In 1927 the extended family, including Edith's first child Estelle, moved to 4919 Chicago Avenue. Edith's mother, Alida, died in Minneapolis on December 10, 1927, just prior to the birth of Edith's second daughter, Anita Alida, in February 1928. Four years later their son Franklin was born.

By 1928, Edith and Augustus owned a restaurant called the "Twenty-eight Hundred" at 2800 Nicollet Avenue. They sold the restaurant to her sister Anna by 1929 and Anna changed its name to "Olson's." Gus then opened a dry goods store at 3800 Grand Avenue. It was about this time that Edith enrolled in cooking school at Vocational in downtown Minneapolis.

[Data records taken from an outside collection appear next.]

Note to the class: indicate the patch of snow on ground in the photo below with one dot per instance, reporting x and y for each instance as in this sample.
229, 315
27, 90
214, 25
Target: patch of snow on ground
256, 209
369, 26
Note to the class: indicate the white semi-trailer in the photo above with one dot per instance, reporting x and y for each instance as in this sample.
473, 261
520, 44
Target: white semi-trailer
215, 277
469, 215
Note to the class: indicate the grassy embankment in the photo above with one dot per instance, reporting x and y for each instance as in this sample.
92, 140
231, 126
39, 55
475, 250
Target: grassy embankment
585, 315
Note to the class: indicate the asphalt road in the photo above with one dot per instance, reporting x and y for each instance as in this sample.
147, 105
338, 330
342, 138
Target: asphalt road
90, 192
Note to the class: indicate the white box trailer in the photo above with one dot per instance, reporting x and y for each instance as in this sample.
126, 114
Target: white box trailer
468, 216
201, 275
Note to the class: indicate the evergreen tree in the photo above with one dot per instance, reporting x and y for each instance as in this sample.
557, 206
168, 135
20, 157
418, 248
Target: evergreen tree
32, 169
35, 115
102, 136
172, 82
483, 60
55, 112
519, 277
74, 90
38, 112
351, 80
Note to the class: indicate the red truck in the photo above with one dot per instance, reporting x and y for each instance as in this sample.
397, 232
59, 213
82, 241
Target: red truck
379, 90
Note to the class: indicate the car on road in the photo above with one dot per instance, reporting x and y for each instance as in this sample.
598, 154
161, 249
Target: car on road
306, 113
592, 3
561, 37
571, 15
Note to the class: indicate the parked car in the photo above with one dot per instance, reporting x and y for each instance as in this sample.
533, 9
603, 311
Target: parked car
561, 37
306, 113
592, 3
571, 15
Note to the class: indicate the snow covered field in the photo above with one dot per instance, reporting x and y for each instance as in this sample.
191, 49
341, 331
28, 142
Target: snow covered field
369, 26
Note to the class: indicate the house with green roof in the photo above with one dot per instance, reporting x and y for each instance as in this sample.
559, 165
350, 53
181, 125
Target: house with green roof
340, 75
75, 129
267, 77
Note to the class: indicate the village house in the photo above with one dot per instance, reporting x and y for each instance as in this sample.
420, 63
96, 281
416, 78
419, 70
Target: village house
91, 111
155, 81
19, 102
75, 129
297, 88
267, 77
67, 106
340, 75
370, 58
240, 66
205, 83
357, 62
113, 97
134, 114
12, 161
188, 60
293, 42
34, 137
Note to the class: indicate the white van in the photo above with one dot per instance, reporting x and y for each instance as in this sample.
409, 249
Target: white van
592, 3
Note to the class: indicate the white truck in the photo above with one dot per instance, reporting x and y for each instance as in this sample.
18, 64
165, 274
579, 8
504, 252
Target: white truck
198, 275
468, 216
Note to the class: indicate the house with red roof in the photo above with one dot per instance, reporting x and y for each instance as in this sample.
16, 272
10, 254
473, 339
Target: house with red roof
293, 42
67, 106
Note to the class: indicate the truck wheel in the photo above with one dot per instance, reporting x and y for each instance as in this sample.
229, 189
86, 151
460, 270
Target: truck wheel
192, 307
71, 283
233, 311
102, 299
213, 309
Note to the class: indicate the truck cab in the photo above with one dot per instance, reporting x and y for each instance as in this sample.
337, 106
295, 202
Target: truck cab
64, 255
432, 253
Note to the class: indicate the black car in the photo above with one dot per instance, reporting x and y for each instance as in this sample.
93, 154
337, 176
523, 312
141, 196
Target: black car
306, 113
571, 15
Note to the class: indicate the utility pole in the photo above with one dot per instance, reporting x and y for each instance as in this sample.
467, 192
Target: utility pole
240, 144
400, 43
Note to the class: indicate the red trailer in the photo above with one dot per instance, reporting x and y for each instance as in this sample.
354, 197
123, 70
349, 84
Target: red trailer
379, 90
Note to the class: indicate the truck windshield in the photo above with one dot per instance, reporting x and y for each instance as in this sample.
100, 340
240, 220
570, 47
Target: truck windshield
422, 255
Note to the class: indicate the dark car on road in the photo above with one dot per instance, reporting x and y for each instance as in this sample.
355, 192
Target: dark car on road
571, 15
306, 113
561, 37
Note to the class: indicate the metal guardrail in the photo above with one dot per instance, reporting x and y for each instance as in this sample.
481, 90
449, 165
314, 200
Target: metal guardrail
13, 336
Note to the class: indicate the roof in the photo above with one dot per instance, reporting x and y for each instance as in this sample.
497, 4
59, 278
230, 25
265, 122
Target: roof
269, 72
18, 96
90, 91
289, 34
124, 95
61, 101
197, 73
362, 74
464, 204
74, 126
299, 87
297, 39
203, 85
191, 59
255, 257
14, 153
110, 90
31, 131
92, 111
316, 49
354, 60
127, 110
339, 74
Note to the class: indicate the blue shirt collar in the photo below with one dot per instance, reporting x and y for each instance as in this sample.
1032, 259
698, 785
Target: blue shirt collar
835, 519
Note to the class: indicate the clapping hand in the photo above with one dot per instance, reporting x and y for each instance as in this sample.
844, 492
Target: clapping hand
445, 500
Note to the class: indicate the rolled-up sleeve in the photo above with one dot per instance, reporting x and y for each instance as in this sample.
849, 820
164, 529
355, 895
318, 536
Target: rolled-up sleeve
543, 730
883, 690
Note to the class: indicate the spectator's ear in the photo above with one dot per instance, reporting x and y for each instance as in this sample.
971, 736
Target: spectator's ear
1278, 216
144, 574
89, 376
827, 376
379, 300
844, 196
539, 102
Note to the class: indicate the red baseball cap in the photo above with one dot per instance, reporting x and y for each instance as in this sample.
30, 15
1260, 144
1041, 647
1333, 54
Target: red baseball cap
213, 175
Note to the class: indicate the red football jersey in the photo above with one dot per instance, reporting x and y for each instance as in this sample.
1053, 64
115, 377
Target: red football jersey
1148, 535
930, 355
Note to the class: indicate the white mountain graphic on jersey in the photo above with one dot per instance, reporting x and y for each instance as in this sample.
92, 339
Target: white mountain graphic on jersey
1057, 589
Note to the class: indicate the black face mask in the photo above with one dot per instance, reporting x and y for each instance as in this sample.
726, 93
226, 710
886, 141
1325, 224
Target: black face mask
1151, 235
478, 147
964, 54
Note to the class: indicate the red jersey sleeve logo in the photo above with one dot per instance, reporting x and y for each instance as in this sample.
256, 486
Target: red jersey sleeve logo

This was the depression and times were hard in Minneapolis. The dry goods store closed and by 1931 Gus was a machine operator and leathercutter in a leather factory, a profession he had engaged in when he lived in Milwaukee, Wisconsin. I believe this occupation was one of the reasons Gus came to Minneapolis. He worked as a leathercutter at Fort Snelling during World War I, probably making horse collars for the cavalry. One of his nieces in Georgia remembers him sending a miniture horse collar to her. He also made doll clothes for Estelle and Anita out of leather. Edith was employed by the Sister Kenney Institute located at Fort Snelling. In December 1947, Edith went to work as a cook at General Hospital in downtown Minneapolis, where she remained until the age of 65, the mandatory retirement age for Hennepin County employees at that time. However, she wasn't one to remain home for long. She continued to work at various jobs for many years after.

In October 1951, Edith and Gus purchased a house at 4648 Portland Avenue South, but didn't live there for long. Gus Biffle died of a heart attack on February 22, 1952, and Edith never returned to live at that house. She first moved in with her oldest daughter, Estelle, and her family. When her son Frank returned from the Marines, she lived with him in south Minneapolis. Frank married in 1956 and Edith moved in with Anita and her family, where she lived until her death in 1976.

Edith was a remarkable woman who was loved by all who knew her.